Historic church in Ohio, United States

The Symmes Mission Chapel was a historic church building in the city of Fairfield, Ohio, United States. A simple structure constructed in the 1840s, it was named a historic site in the 1980s, but it is no longer standing.

==History==
One of the leading members of the congregation that built the Symmes Mission Chapel was Benjamin Symmes, who along with Abram Huston and John Mesler helped to found the Old School Presbyterian congregation in the late 1830s. Most of the members were drawn from Presbyterian churches in Hamilton, Springdale, and Ross, so the congregation was founded in the locality known as Symmes Corners in order to be convenient for all of the members. Shortly after the organization of the congregation, the original church building was constructed at a cost of $1,180 on land donated by Benjamin Symmes, seemingly in 1843. It was the primary home of the eighty-member congregation for some years, but by the 1850s the majority of the members lived southward in far northern Hamilton County, so a new building was constructed near Pleasant Run, and the old building was ultimately abandoned by the congregation. However, it remained in use by others in the community until 1968, either as a church or as a school, and it had come into the possession of Fairfield's historical society by 1980.

==Architecture==
A simple weatherboarded building, the chapel was two stories tall with a shallow gabled roof.
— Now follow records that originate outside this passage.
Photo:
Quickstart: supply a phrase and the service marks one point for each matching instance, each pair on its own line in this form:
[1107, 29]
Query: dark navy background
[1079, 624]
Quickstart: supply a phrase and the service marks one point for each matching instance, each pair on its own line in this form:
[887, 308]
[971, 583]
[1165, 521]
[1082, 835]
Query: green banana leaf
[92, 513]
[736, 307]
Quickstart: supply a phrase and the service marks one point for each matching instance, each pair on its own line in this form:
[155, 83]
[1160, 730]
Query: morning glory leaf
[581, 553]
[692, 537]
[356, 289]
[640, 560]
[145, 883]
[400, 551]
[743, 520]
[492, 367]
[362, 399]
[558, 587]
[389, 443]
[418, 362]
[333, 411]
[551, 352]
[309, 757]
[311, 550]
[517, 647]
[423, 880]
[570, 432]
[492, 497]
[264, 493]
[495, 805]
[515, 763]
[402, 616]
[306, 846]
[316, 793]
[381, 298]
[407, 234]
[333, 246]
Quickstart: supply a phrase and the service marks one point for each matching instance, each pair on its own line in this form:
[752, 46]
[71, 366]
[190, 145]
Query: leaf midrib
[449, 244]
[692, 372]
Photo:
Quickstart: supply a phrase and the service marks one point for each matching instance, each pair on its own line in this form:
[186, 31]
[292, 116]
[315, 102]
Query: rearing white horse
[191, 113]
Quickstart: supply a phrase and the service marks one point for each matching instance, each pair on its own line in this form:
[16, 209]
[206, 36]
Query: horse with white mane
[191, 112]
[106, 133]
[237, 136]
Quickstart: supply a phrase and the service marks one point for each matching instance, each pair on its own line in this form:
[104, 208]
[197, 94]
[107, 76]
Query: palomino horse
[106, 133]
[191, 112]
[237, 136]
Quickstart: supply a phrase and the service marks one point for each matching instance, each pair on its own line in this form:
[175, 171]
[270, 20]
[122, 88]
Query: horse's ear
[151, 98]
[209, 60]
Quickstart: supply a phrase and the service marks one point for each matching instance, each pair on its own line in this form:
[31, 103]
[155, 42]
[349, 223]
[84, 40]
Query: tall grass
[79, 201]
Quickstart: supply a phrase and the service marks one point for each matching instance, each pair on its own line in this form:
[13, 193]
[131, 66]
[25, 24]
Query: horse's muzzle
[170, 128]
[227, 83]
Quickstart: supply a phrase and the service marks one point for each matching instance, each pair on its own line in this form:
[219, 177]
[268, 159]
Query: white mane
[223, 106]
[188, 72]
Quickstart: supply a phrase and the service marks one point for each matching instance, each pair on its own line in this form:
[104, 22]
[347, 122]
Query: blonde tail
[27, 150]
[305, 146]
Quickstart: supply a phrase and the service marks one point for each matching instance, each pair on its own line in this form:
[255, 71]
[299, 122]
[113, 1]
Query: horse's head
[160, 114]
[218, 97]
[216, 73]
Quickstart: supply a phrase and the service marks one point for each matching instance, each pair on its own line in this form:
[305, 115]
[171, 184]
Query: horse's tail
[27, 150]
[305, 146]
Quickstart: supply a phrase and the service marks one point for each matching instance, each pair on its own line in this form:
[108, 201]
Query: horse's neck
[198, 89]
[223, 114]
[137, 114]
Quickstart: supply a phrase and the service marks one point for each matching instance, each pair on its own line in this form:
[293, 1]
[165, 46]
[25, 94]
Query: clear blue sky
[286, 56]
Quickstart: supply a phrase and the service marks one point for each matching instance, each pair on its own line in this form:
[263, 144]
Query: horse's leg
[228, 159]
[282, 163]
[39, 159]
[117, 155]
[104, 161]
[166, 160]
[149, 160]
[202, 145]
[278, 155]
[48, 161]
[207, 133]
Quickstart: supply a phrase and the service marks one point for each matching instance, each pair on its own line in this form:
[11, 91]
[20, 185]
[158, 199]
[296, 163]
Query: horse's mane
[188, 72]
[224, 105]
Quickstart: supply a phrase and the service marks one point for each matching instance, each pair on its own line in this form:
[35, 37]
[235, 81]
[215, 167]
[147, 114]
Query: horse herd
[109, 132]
A doorway was placed in the middle of the front, with one window above and to each side, while the sides of the building, much longer than the front, were pierced with a few windows in the middle and rear. Built without a basement, the building rested on a foundation of ashlar, while the roof was ultimately covered with asphalt shingles. Inside, a stairway in the rear (near the pulpit) permitted access to the upper floor. The sanctuary was decorated with ornamental woodwork, including bullseye designs, while much of the interior was covered with tongue and groove panelling. A small vernacular building, it lacked other significant elements, such as traditional ecclesiastical architecture and virtually all ornamentation traditionally applied to churches.

==Historic site==
In 1980, the church was listed on the National Register of Historic Places, qualifying because of its historically significant architecture. Far from qualifying for grand architecture, it qualified because of its simple design: it represented what was once a common country church design, free of ornament and built for functional purposes. By that time, it was one of very few pre-Civil War buildings remaining in Fairfield, which was quickly becoming more and more of an exurb in the Cincinnati metropolitan area. Six years later, the church was recorded by personnel from Butler County's Citizens for Historic and Preservation Services as part of a historic preservation survey, the Ohio Historic Inventory. Noting the church's place among contemporary commercial development, the surveyor observed deterioration in both interior and exterior, and by that time the building was seemingly close to collapse. Today, the building is gone, with an empty lot occupying its place, although the historical society still owned the empty lot as of the end of 2013.